Purtroppo le difficoltà di accesso a questi farmaci, non rimborsati dal Servizio Sanitario Nazionale, sono uno degli aspetti che contribuiscono a peggiorare l’aderenza alla terapia, la sintomatologia, la quotidianità e il vissuto di queste donne che vivono l’incontinenza urinaria come una sorta di prigione fatta di silenzi, sofferenza e disagio.
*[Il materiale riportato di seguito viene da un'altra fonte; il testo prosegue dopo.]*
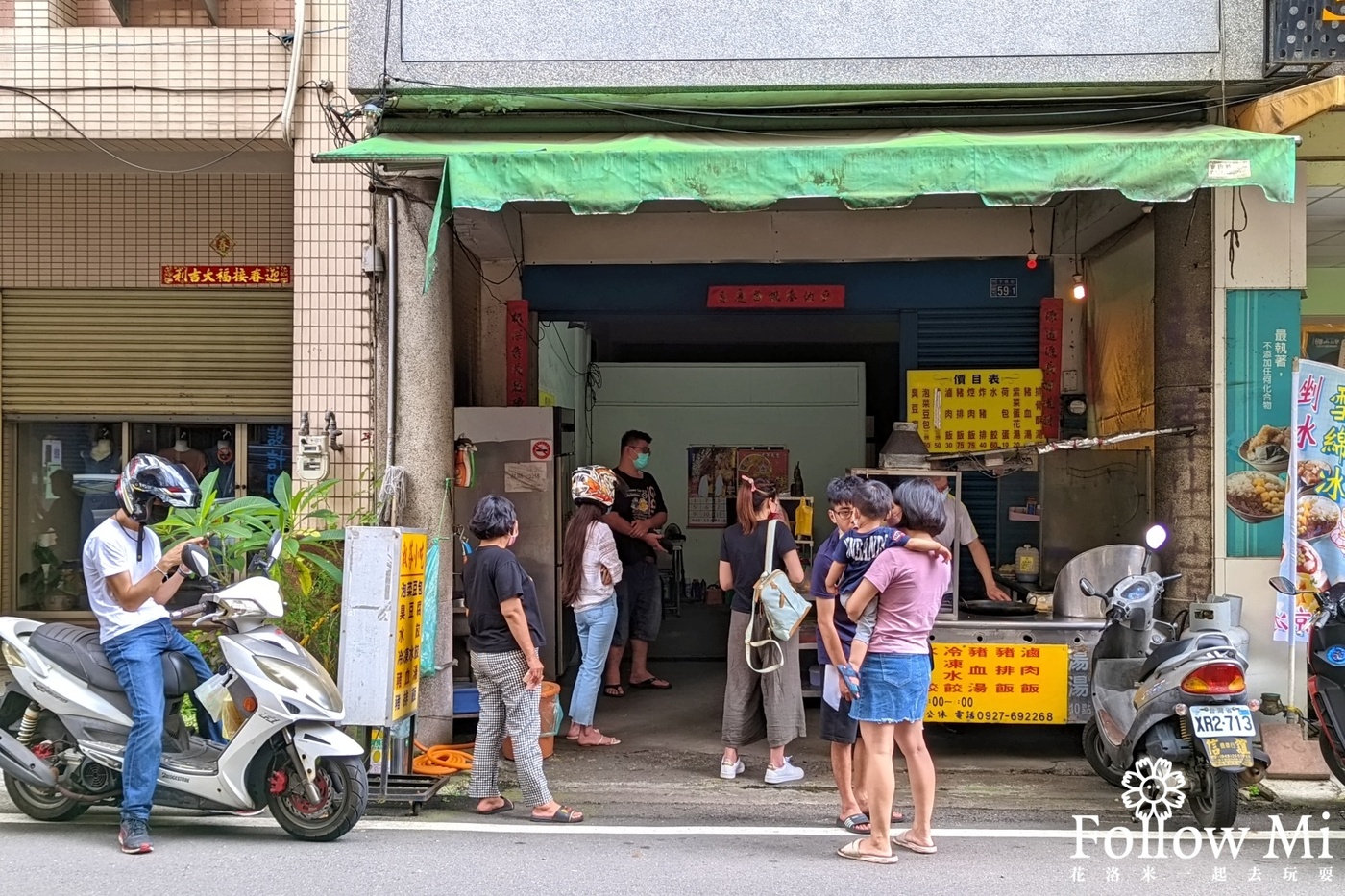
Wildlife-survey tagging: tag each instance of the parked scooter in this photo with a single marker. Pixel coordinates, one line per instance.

«L’incontinenza urinaria è ancora oggi un disturbo molto imbarazzante – osserva Michele Meschia, Direttore dell’Unità Operativa di Ostetricia e Ginecologia dell’Ospedale “G. Fornaroli” di Magenta. «Le donne nella maggior parte dei casi non ne parlano spontaneamente, pur essendo assai frequente il fenomeno nella fascia d’età perimenopausale. Celano la malattia per salvaguardare la privacy, quasi a volersi tutelare, in parte a causa dell’educazione, in parte per un fatto culturale che considera la perdita di urine come qualcosa di ineluttabile, legato all’invecchiamento e che bisogna in qualche modo accettare, senza sapere che ci sono invece trattamenti che potrebbero risolvere il problema».